Publication

Automatic Security-Flaw Detection — Towards a Fair Evaluation and Comparison

Bernhard Berger; Christina Plump

In: Software and Systems Modeling (SoSyM), Springer Science and Business Media LLC, 2025.

Abstract

Threat Modeling is an essential step in secure software system development. It is a (so far) manual, attacker-centric approach for identifying architecture-level security flaws during the planning phase of software systems. In recent years, academia has presented ideas to automate threat detection that do not focus on a particular class of security flaws but offer means of pattern-based security flaw descriptions. However, comparing presented ideas (tools) for automated threat detection contains the potential for unwilling bias or restricted information content. In this work, we investigate the process of comparing automatic security flaw detection tools, clarify common pitfalls during this process, and propose a fair, reproducible, and informative comparison approach to be used as a community standard. We additionally discuss the necessary steps for the community to effectively implement this approach and support improved comparisons and evaluations in the future.

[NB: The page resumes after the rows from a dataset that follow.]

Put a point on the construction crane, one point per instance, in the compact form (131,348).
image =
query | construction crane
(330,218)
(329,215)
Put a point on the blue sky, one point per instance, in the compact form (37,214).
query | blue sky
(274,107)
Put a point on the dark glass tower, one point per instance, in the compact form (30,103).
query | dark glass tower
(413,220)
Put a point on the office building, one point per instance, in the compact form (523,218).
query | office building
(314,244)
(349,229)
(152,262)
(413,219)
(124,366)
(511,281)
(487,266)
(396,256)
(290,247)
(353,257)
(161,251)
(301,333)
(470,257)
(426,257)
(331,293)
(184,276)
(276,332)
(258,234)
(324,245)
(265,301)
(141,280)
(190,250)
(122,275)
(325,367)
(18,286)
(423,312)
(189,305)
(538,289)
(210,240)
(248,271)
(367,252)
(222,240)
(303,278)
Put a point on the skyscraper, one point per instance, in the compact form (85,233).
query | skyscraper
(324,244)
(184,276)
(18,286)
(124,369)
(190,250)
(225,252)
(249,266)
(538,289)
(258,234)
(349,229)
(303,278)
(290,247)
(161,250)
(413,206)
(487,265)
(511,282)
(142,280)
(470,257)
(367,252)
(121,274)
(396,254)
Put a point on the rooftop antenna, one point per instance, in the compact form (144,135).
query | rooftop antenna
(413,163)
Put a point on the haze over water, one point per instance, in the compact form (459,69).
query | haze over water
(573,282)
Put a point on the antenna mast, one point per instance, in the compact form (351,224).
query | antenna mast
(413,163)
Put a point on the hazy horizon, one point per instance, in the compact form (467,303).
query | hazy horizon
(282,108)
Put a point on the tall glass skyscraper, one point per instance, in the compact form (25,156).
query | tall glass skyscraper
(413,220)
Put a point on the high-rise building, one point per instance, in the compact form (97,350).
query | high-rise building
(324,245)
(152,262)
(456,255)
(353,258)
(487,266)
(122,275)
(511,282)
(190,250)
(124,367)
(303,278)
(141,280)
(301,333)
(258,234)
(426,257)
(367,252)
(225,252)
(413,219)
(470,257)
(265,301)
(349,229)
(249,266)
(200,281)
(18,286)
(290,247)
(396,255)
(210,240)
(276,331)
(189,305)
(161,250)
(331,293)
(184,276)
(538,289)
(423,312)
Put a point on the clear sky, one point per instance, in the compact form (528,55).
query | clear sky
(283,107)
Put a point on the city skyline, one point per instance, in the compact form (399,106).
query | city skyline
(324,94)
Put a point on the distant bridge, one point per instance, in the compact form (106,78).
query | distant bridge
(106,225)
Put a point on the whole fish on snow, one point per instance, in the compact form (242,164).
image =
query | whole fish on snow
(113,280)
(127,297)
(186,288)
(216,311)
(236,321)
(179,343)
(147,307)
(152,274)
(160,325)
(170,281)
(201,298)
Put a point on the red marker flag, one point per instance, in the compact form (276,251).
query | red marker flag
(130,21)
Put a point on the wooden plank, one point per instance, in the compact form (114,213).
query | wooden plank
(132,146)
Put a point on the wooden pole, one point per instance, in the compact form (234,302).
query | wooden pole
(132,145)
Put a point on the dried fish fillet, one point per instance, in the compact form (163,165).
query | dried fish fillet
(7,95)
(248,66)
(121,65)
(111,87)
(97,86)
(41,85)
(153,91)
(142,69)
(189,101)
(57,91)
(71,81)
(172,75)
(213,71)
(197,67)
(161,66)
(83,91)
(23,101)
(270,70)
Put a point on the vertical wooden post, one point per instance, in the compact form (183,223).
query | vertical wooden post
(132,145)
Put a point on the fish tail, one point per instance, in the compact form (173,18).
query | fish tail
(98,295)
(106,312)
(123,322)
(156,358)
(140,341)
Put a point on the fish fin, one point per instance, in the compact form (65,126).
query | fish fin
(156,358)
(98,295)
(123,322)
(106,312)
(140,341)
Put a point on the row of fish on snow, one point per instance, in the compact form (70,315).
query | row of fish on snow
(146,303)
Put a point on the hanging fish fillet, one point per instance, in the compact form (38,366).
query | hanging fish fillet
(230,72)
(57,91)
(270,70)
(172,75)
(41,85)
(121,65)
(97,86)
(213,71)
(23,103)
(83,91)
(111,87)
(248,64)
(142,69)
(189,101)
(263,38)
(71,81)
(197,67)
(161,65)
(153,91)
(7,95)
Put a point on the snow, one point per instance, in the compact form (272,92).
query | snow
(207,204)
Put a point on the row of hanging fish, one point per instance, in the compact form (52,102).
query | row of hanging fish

We use a previously published case study to determine problems with current comparison techniques and classify different levels of comparison to be used for future reference as our main contribution. As a consequence, we propose using a model-based approach for specifying security flaws and apply an existing natural language-based catalogue to this model-based approach. Furthermore, we introduce an inspection process model (for providing a standard to specify findings of a threat detection process) to streamline the evaluation and comparisons of automatic security flaw detection tools. We provide an exemplary evaluation of this detection guideline and inspection process model along the lines of both automatic approaches from the original case study. All artefacts of the work are publicly available to support the research community and to create a common baseline for future tool comparisons.